Most custom buffers also implement one of the higher-level buffer families:
- `CpuBufferWriter` / `CpuBufferReader` for slice-based CPU buffers,
- `InplaceWriter` / `InplaceReader` / `InplaceBuffer` for reusable in-place chunks,
- accelerator-specific APIs for GPU, tensor, or DMA resources.
## Port State
Use `PortCore` and `ConnectionState` for the common lifecycle:
```rust
use futuresdr::runtime::buffer::*;
use futuresdr::runtime::dev::BlockInbox;
use futuresdr::runtime::{BlockId, Error, PortId};
pub struct MyWriter<T> {
core: PortCore,
peer: ConnectionState<PortEndpoint>,
_type: std::marker::PhantomData<T>,
}
impl<T> Default for MyWriter<T> {
fn default() -> Self {
Self {
core: PortCore::new_disconnected(),
peer: ConnectionState::disconnected(),
_type: std::marker::PhantomData,
}
}
}
```
`init()` binds a port to its owning block id, port id, and inbox. The derive macro calls it during flowgraph construction. `connect()` receives the matching peer during `Flowgraph::stream()` or the `connect!` macro expansion.
## Send-Capable Buffers
Normal native flowgraphs require send-capable buffers.
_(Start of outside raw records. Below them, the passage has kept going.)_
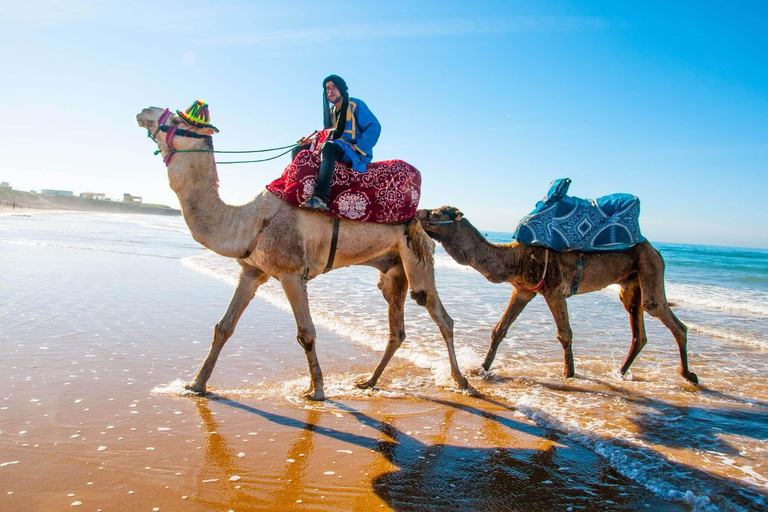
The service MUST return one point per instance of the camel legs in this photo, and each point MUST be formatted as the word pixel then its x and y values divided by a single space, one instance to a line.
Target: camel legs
pixel 631 297
pixel 655 303
pixel 249 281
pixel 421 277
pixel 296 290
pixel 394 286
pixel 520 299
pixel 559 308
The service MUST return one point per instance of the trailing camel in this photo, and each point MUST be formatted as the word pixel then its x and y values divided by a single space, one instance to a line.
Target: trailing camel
pixel 554 275
pixel 270 238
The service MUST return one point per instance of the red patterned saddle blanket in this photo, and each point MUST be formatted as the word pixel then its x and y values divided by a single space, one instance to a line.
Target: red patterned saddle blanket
pixel 388 192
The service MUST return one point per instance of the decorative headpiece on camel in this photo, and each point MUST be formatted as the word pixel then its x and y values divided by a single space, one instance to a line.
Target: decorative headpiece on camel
pixel 197 115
The marker traits are implemented automatically when the concrete type and relevant futures satisfy the bounds:
- `SendBufferReader`
- `SendBufferWriter`
- `SendCpuBufferReader`
- `SendCpuBufferWriter`
- `SendInplaceReader`
- `SendInplaceWriter`
If a buffer is not `Send`, use a local domain and connect it with `stream_local()` or the `~>` operator in `connect!`.
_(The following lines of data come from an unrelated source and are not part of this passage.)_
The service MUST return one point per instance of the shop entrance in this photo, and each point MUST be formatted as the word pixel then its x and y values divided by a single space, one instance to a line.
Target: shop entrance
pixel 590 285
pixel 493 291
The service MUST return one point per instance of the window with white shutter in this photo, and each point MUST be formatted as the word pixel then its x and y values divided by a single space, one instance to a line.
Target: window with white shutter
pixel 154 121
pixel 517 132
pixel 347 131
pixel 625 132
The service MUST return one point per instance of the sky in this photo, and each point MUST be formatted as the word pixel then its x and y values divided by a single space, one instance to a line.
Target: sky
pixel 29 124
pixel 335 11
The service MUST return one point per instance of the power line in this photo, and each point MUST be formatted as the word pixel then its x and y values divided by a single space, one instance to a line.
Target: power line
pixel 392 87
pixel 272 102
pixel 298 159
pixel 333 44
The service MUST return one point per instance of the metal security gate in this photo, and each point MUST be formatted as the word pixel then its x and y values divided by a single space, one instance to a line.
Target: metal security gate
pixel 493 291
## CPU Buffer Expectations
For CPU buffers, `slice_with_tags()` returns the currently readable or writable window. Tags use indices relative to that window. A block calls:
- `consume(n)` after reading `n` input items,
- `produce(n)` after writing `n` output items,
- `set_min_items(n)` to request a minimum number of items before work,
- `set_min_buffer_size_in_items(n)` to request a minimum backing capacity.
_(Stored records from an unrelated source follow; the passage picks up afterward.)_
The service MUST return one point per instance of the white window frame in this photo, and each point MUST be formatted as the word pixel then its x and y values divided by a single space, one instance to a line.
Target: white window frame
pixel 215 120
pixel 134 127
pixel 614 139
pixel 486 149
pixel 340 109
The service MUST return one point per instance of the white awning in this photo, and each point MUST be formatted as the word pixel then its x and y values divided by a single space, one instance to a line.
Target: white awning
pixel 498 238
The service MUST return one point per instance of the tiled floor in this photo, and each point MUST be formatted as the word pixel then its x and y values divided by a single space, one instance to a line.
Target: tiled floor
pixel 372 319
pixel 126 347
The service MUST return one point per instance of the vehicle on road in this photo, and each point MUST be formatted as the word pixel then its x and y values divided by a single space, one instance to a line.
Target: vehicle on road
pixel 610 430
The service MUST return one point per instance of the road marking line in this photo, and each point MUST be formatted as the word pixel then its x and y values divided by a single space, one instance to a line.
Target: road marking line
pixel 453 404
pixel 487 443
Do not advance read or write positions from `slice()` alone. The block controls advancement with `consume()` and `produce()`.
## Finish Notifications
Buffers propagate shutdown across stream edges:
- a reader's `notify_finished()` tells upstream writers that the downstream block is done,
- a writer's `notify_finished()` tells downstream readers that the upstream block is done,
- `finish()` marks the local side as finished,
- `finished()` lets the block observe that the peer is done.
Implementations normally use the peer `BlockInbox` or `BlockNotifier` stored during connection setup to wake the adjacent block.
## In-Place Circuits
In-place buffers move owned chunks through the graph. The forward path is connected like a normal stream. A second circuit-closing connection wires the final consumer back to the source so empty buffers can be reused:
```rust
connect!(fg, src > apply > snk);
connect!(fg, src < snk);
```
Implement `CircuitWriter` when your writer can close that return path. The `<` operator calls `Flowgraph::close_circuit()`, which delegates to `CircuitWriter::close_circuit()`.
## Validation and Testing
Validation should catch unconnected ports, wrong peer state, and missing hardware resources before any block `init()` method runs. Prefer returning `Error::ValidationError` with the owning block and port context when possible.
Use `Mocker` for CPU buffers used by one block. For a new buffer implementation, also add a small flowgraph test that connects a finite source to a finite sink and checks that finish notification, tags, and repeated scheduler calls behave correctly.